E’ pacifico che anche una società straniera ha l’obbligo di osservare la legge italiana quando opera in Italia, come nel caso di specie dato che il contratto venne stipulato in Italia e l’illecito amministrativo è contestato a SIEMENS AG in relazione al reato commesso a Milano, con la conseguenza della piena giurisdizione italiana sia in ordine alla valutazione dei presupposti applicativi della legge vigente in Italia, sia in ordine alla applicazione delle sanzioni o delle misure interdittive (il divieto di contrattazione riguarda infatti la pubblica amministrazione italiana e del resto questo punto era stato evidenziato dalla difesa solo nella memoria presentata al G.I.P. prima della camera di consiglio e non è stato ulteriormente sviluppato in sede di impugnazione della ordinanza).

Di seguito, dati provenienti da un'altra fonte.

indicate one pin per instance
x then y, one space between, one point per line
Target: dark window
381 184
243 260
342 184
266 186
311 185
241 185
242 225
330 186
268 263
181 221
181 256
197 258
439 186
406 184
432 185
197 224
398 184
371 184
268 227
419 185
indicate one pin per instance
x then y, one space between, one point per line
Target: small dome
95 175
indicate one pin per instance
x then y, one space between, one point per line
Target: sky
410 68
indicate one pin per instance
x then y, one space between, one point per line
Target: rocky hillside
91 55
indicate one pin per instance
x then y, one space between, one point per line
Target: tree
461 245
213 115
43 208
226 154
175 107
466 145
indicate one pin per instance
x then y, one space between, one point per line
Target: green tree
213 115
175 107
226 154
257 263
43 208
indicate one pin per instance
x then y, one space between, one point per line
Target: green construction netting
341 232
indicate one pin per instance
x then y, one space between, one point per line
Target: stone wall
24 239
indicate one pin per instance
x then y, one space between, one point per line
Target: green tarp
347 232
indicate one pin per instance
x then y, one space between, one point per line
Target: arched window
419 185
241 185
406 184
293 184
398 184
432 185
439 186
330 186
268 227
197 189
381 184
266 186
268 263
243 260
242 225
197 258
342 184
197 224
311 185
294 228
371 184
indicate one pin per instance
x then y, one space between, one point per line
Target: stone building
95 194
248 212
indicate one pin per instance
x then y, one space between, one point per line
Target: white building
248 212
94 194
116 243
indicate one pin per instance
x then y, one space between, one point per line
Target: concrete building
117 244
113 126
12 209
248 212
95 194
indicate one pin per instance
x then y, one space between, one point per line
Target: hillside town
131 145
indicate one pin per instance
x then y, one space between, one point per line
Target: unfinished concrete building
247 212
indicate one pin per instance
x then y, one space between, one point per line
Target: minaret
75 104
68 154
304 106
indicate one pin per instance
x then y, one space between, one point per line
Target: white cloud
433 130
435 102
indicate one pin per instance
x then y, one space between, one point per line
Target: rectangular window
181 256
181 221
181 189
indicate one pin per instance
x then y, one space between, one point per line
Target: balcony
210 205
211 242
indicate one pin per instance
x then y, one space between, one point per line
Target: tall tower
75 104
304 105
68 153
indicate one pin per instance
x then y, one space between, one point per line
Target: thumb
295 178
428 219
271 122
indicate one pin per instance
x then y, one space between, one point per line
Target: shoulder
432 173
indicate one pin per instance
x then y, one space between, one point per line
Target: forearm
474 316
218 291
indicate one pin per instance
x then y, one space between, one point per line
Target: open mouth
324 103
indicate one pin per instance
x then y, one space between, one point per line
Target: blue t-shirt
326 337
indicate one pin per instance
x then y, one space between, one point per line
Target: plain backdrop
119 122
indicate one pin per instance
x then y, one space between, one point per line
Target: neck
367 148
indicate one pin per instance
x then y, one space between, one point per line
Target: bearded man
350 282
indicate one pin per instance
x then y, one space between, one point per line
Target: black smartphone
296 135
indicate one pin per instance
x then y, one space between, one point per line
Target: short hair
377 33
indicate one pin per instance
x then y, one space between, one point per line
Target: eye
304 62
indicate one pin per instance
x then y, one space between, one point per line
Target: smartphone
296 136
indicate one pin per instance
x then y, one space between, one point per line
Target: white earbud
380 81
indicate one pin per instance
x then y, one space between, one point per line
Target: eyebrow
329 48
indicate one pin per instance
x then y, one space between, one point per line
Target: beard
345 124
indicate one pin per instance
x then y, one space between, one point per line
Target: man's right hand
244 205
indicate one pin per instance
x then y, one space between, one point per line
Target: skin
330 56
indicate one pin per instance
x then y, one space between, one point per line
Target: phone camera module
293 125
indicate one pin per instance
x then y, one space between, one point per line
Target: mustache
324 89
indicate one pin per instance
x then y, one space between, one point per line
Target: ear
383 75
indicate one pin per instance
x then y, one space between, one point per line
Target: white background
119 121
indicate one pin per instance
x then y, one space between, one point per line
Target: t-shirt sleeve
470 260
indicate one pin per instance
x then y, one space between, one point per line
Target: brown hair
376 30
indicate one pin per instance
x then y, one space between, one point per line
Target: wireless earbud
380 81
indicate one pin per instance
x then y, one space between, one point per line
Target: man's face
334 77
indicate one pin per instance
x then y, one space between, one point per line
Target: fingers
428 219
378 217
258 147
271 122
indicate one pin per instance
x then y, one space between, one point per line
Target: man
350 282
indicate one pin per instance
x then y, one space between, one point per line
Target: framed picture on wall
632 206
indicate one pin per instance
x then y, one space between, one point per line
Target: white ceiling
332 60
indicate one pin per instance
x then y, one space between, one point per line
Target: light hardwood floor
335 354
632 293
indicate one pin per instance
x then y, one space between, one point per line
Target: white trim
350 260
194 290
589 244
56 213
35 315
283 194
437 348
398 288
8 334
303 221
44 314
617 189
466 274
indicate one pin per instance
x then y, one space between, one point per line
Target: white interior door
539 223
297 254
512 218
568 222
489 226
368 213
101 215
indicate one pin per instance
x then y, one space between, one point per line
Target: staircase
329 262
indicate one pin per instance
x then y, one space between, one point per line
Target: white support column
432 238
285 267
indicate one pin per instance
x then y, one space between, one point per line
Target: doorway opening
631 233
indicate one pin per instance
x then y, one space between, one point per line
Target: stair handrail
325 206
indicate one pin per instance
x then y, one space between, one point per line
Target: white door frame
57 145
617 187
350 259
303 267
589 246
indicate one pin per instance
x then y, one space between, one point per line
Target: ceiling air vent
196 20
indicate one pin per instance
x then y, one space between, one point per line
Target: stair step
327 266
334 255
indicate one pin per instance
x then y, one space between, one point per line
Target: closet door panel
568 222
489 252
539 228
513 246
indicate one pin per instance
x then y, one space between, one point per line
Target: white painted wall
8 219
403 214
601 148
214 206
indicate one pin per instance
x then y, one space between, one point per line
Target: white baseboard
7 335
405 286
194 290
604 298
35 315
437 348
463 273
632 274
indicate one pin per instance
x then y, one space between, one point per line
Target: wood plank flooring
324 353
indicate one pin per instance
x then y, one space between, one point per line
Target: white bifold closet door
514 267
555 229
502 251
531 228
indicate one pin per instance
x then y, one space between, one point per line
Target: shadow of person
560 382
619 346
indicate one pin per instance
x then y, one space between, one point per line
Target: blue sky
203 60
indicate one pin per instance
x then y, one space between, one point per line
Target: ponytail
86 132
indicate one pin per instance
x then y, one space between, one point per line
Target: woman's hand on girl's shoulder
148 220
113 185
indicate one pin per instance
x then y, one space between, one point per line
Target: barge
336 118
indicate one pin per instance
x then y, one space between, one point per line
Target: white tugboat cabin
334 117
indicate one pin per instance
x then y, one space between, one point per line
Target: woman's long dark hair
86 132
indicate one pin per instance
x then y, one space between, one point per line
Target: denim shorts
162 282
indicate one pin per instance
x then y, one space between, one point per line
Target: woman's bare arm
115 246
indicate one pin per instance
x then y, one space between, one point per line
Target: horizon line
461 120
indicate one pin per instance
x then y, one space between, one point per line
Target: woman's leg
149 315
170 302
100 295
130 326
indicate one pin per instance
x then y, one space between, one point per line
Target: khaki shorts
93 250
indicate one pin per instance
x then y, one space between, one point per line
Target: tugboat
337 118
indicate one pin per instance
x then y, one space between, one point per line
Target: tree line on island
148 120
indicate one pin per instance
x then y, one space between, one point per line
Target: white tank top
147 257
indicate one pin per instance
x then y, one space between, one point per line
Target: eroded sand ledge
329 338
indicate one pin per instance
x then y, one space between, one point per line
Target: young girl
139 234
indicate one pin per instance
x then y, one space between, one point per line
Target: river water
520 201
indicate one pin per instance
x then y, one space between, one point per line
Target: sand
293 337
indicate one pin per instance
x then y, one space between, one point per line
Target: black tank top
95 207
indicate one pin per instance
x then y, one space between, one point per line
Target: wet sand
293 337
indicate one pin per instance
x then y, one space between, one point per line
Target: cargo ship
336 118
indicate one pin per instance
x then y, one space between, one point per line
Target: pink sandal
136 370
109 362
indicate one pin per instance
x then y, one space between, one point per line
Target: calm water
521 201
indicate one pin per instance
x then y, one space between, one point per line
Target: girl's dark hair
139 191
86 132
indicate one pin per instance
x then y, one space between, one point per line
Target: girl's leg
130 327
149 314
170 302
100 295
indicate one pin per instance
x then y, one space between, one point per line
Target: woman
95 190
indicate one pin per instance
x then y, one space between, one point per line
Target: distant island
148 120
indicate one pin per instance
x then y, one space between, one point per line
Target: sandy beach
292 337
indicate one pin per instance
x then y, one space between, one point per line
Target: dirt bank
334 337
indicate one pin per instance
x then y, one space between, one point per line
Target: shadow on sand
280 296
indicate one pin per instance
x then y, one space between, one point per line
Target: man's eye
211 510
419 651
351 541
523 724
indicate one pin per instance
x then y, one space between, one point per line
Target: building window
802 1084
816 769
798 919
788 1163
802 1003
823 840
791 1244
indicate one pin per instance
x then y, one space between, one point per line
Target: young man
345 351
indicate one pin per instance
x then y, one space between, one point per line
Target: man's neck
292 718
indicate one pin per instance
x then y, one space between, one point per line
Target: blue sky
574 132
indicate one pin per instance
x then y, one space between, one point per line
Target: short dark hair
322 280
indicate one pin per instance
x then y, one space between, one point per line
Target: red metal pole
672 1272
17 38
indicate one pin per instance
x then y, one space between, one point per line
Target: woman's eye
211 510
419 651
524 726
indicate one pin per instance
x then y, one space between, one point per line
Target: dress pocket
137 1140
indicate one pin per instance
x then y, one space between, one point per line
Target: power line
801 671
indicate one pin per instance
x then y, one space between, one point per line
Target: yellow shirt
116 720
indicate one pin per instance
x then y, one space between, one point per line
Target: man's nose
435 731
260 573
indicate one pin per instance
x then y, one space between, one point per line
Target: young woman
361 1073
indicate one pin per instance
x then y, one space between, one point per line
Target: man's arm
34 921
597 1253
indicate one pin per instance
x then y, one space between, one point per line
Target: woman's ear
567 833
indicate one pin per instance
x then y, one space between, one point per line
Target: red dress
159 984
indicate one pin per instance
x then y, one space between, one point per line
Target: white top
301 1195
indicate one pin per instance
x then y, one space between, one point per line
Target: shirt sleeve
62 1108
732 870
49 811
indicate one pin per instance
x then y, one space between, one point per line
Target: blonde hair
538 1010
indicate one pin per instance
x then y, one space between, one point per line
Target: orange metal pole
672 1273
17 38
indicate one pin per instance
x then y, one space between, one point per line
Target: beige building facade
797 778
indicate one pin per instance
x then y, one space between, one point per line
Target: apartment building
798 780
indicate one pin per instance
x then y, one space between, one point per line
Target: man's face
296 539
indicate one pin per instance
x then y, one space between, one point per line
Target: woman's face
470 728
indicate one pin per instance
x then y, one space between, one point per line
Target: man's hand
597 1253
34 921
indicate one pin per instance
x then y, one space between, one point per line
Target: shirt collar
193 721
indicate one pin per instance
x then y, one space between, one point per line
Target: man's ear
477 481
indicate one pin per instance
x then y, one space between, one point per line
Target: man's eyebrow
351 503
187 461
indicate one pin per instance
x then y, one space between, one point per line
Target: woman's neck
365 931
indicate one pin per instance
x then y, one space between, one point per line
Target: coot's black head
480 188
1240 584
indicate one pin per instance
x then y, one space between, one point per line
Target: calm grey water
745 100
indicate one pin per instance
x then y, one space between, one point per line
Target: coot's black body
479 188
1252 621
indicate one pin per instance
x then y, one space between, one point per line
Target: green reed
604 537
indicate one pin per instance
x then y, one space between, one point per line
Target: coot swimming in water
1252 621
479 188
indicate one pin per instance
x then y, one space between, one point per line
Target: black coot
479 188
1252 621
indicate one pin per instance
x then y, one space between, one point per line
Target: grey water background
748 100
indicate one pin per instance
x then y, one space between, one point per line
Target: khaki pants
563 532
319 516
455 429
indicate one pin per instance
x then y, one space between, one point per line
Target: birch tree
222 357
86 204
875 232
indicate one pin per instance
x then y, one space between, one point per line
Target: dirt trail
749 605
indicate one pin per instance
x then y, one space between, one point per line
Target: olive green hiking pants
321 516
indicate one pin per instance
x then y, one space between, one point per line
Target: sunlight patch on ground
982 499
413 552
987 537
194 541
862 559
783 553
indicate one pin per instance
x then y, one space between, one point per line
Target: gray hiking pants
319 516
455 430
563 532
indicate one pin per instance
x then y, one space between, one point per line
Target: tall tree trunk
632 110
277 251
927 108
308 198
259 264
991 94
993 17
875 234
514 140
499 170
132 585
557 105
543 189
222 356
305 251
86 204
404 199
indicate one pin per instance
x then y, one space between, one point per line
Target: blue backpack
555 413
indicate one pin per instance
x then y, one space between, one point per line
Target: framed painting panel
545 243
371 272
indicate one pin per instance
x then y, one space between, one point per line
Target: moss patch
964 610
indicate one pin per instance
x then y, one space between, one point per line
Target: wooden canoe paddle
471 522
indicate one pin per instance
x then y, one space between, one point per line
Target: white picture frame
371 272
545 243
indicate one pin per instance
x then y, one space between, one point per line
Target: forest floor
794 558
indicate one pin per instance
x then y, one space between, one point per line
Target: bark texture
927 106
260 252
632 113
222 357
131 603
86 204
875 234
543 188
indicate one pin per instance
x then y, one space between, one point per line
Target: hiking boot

Il Collegio ritiene sussistente anche l’altra condizione richiesta dall’art. 45 D.Lgs. n. 231 del 2001 per l’applicazione in via cautelare delle misure interdittive di cui all’art. 9 del decreto, ossia la esistenza di fondati e specifici elementi che fanno ritenere concreto il pericolo di reiterazione di illeciti della stessa indole di quello per cui si procede.
La concretezza di detto pericolo è desumibile, secondo i criteri generali di individuazione di detto pericolo, già dalle modalità di commissione del reato, ossia dalla predisposizione da parte di SIEMENS AG di conti esteri riservati e dall’ utilizzo di accorgimenti e “schermi” come il conto MEEISCO di Al Nowais, per rendere più difficoltosa la individuazione degli illeciti pagamenti (è da ricordare che ciò avvenne dietro precisi suggerimenti e richieste dei dirigenti SIEMENS AG), dalla stessa periodicità dei pagamenti che erano scadenzati in funzione del procedere della gara e della effettuazione della fornitura. La concretezza, e la attualità, del pericolo di reiterazione di analoghi reati sono inoltre desumibili anche da taluni comportamenti successivi, come la violazione dell’obbligo di rendersi adempiente che è stato introdotto dalla normativa sulla responsabilità delle persone giuridiche: secondo l’art. 7 n. 3 del decreto la società è tenuta a “scoprire ed eliminare tempestivamente le situazioni di rischio”, mentre non risulta compiuta alcuna seria attività di SIEMENS AG, nè quanto alla adozione di un efficace modello di organizzazione anche a livello disciplinare teso ad evitare il ripetersi di reati come quelli per cui si procede, nè quanto a qualche intervento sui conti “riservati” di cui si è detto: nei confronti di questi conti infatti non vi è certo stata da parte di SIEMENS AG alcuna condotta collaborativa o comunque tale da potere essere valutata come sintomatica della volontà della società di occuparsi di una situazione che può definirsi “red flag” come potrebbe essere stato nel caso la società avesse dimostrato la chiusura dei conti esteri contenenti fondi “riservati” (la chiusura o meglio la estinzione di detti conti, la cui riconducibilità alla società era stata in un primo momento negata dalla difesa SIEMENS AG, è stata menzionata, e solo menzionata, dalla difesa nel corso della udienza davanti a questo Tribunale, senza che venisse però offerta alcuna dimostrazione di detto assunto difensivo pur ritenuto essenziale nell’ambito della valutazione della attualità del pericolo di reiterazione del reato di cui tratta l’art. 45 del D. Lgs. n. 231 del 2001).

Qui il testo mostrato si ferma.